NKFIH KH 130320 (2018.12.01.-2020.12.31.)
Role of functional plant traits in grassland dynamics and restoration
Project leader: Edina Tóth
The main aim of the project was to examine the ecological processes of grasslands in Central and Eastern Europe and the related rules of community organization and association on a functional trait basis. The studies aimed to analyse the processes of plant propagation, seed bank formation and community resistance and resilience through the study of plant characteristics. Another important goal was to create an open-access plant trait database, which contains local measurement data for the fullest possible range of Hungarian flora species.
As grasslands provide economically important key ecosystem services, such as biological pest control, erosion protection, water retention or the fixing of excess nutrients, their importance is especially high in agro-ecosystems.
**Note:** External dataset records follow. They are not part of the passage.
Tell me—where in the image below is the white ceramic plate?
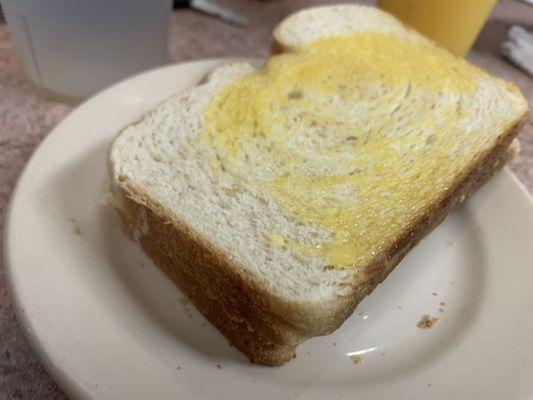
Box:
[6,60,533,400]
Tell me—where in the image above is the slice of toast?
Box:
[109,5,528,365]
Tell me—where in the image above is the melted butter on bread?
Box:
[199,33,515,267]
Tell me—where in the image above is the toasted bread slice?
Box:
[109,5,528,365]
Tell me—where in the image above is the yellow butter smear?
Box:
[199,33,483,267]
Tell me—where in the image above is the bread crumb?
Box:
[416,314,438,329]
[350,354,363,364]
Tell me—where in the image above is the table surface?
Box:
[0,0,533,399]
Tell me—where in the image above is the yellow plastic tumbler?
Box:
[378,0,496,56]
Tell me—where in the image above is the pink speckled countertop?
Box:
[0,0,533,399]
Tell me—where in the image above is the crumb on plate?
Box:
[416,314,438,329]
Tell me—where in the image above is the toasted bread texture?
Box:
[109,5,528,365]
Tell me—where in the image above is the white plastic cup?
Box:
[1,0,172,101]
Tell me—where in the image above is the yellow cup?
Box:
[378,0,496,56]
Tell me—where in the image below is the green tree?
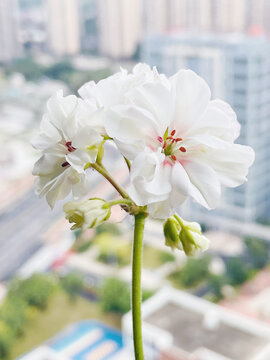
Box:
[100,278,130,314]
[180,255,211,287]
[9,274,55,310]
[207,274,228,301]
[0,297,27,335]
[0,321,14,360]
[61,273,83,301]
[7,58,44,81]
[245,238,268,269]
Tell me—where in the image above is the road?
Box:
[0,151,127,281]
[0,189,63,281]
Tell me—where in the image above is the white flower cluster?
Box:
[33,64,254,219]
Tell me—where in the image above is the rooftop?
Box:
[122,287,270,360]
[146,303,268,360]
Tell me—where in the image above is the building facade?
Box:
[98,0,142,59]
[0,0,21,62]
[142,34,270,222]
[47,0,80,56]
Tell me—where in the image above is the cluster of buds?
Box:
[63,198,111,230]
[163,214,209,256]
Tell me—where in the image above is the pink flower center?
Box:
[61,141,76,167]
[157,130,187,161]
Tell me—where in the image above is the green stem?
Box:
[132,212,146,360]
[89,163,130,200]
[124,157,131,171]
[108,199,133,207]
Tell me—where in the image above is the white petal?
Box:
[206,144,255,187]
[183,161,221,209]
[129,152,171,206]
[170,70,211,137]
[170,162,191,209]
[186,100,240,143]
[147,199,173,219]
[104,105,160,159]
[71,126,103,149]
[66,148,98,174]
[128,82,173,136]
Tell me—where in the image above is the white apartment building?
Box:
[142,34,270,222]
[0,0,21,62]
[46,0,80,56]
[97,0,142,59]
[122,287,270,360]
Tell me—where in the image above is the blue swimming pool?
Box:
[48,321,123,360]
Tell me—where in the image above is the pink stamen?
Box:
[66,141,76,152]
[163,159,173,167]
[61,161,69,167]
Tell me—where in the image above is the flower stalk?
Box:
[131,212,147,360]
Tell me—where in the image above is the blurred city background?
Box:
[0,0,270,360]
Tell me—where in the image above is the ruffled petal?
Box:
[184,161,221,209]
[186,100,240,143]
[129,152,171,206]
[104,105,159,159]
[170,70,211,137]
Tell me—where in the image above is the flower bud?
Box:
[63,198,111,230]
[179,219,209,256]
[163,215,209,256]
[163,216,180,249]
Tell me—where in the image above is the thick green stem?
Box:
[108,199,133,206]
[89,163,130,199]
[132,212,146,360]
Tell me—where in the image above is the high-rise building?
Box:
[80,0,99,54]
[143,33,270,225]
[0,0,21,62]
[47,0,80,56]
[98,0,142,58]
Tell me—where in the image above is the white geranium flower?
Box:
[33,91,103,207]
[63,198,111,230]
[79,63,167,109]
[105,70,254,218]
[163,214,210,256]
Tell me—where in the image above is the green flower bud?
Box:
[63,198,111,230]
[163,214,209,256]
[175,215,209,256]
[163,217,180,249]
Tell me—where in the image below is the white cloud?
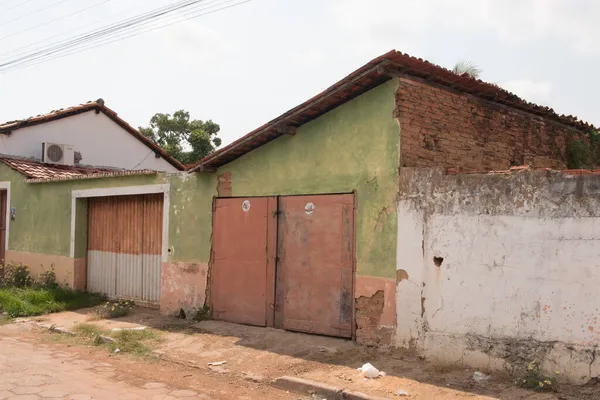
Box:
[153,21,233,67]
[330,0,600,52]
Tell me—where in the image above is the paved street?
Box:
[0,337,210,400]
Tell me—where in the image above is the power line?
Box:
[0,0,112,42]
[0,0,252,72]
[0,0,203,67]
[0,0,159,58]
[0,0,251,71]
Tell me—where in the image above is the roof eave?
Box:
[188,59,391,173]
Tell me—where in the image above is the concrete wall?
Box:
[217,80,399,342]
[0,110,177,172]
[396,78,581,171]
[396,168,600,383]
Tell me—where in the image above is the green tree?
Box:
[452,61,482,79]
[139,110,221,164]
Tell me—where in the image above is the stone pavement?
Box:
[0,337,208,400]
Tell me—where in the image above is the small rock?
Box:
[98,335,115,343]
[473,371,490,383]
[242,372,264,383]
[50,325,75,336]
[112,326,148,332]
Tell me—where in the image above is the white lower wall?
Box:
[396,170,600,382]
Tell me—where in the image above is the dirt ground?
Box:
[16,309,600,400]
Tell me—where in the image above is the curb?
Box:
[272,376,389,400]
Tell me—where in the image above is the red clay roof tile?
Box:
[0,99,185,171]
[0,156,157,183]
[188,50,596,172]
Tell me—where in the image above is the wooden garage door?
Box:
[211,197,276,326]
[87,193,163,303]
[275,194,354,338]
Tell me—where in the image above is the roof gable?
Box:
[0,155,157,183]
[189,50,595,172]
[0,99,185,171]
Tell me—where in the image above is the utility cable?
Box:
[0,0,252,72]
[0,0,112,42]
[0,0,250,70]
[0,0,203,67]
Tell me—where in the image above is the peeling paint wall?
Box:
[0,165,216,314]
[396,168,600,382]
[215,80,400,341]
Factors affecting the spatial and temporal patterns of biodiversity and the possible causes of species’ rarity have long been important aspects of ecological research. Lately, the processes and effects of seed dispersal and seed bank formation, as well as the processes related to the resistance and resilience of the communities, have been getting increasing attention during the conservation and restoration of grassland biodiversity. A significant amount of grasslands in Central and Eastern Europe has been degraded due to the changes in management intensity. To understand the related ecological processes, functional analyses of the rules that govern species assembly and vegetation dynamics are vital. Analyses based on functional diversity are able to provide more direct conclusions about the processes that shape plant communities than analyses based on species composition alone. Besides answering questions in the work packages, building an open access trait database of the Pannonian flora is also an essential part of the research proposal, which would further promote the development of Hungarian functional ecological studies.